2008 GWEN HARWOOD POETRY PRIZE
JUDGES’ REPORT by ROBYN ROWLAND AND JOHN FOULCHER
We were surprised this year to read so many poems from country Australia, some focusing on the drought, but many about the ways in which rural Australia has shifted in perspective as older people passed away. There were also some notable poems about the way cities are devouring the countryside.
As always, there were poems that dealt with the ‘stuff of poetry’ – war (mainly about the 2nd World War), love, death, relationships, illness – and sometimes joy! There were also many nature poems, though most of these did not reach the final selection because they were undeveloped in that the focus on a flower or a place did not lead the reader into an extension of meaning to be gained from those observations. Some poems were too didactic – instructing the reader on how to live life or what they should think or feel about a subject. Some dealt in dry abstracts as they pondered rather than demonstrated emotional experience. Many had too many rhetorical questions – a risk in a poem. Strangely, most poets did not make use of the 100 line limit which enables a poem to create strong narrative or a sinewy depth; some were very short.
Sorting a large number of poems is always challenging. Many were clearly not poetry. Often the poems merely told stories or stated the writer’s views about the ‘big’ issues in life. They were not transformed into poetry and needed more work. They were also sometimes very descriptive but with no real intention in them. But we did have a first ‘shortlist’ of about 40 strong poems (from 250 sent in) to consider, and came to our last 25 poems pretty much in synchrony. Many of the poems in this last list were strong contenders and then we had to nick-pit to slowly cut out those that had enough of a flaw in them to help us to arrive at the last six. All of those 25 poems were clearly publishable work.

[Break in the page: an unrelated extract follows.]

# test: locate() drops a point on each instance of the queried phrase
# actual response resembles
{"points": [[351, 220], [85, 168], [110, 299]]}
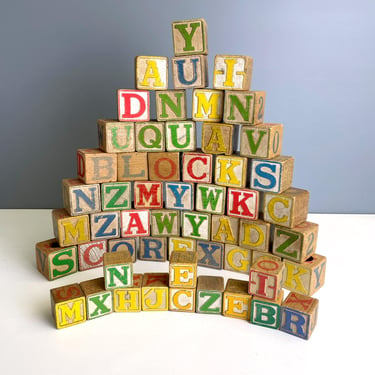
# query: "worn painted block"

As judges this year, we were looking for poems that explored an original image or idea, that struck true in feeling, that were well crafted, using either form or image or rhythm to lift the work beyond prose. We felt the poems we were looking for needed to leave the reader changed in some way – emotionally, intellectually or ideally both. We wanted the poem to draw us into the experience rather than tell us about it. We re-read the leading six poems many times and finally read them out loud to each other. The final four are as follows:
The winning poem, Drawing in the Birth Room by Angela Malone (NSW), is a poem that could not be bypassed. There is a deep loveliness in it as it draws the line of a birth into the lines of a life. The poem is simple, unpretentious and without a stumble or jarring word. The idea that the child was drawing before birth, the places and experiences that the mother was living, is woven back into itself, as, three years later, the child draws her watery first landscape. The miracle of life unfolding is shown, not said, and the love that emanates from it is powerful. The poem untangles itself from a simple, prosaic introduction, the lines unfurling towards a lyrical intensity that belies the apparent ordinariness of the experience. Its exuberance overwhelms the reader, and it swells towards the inevitability of its final lines.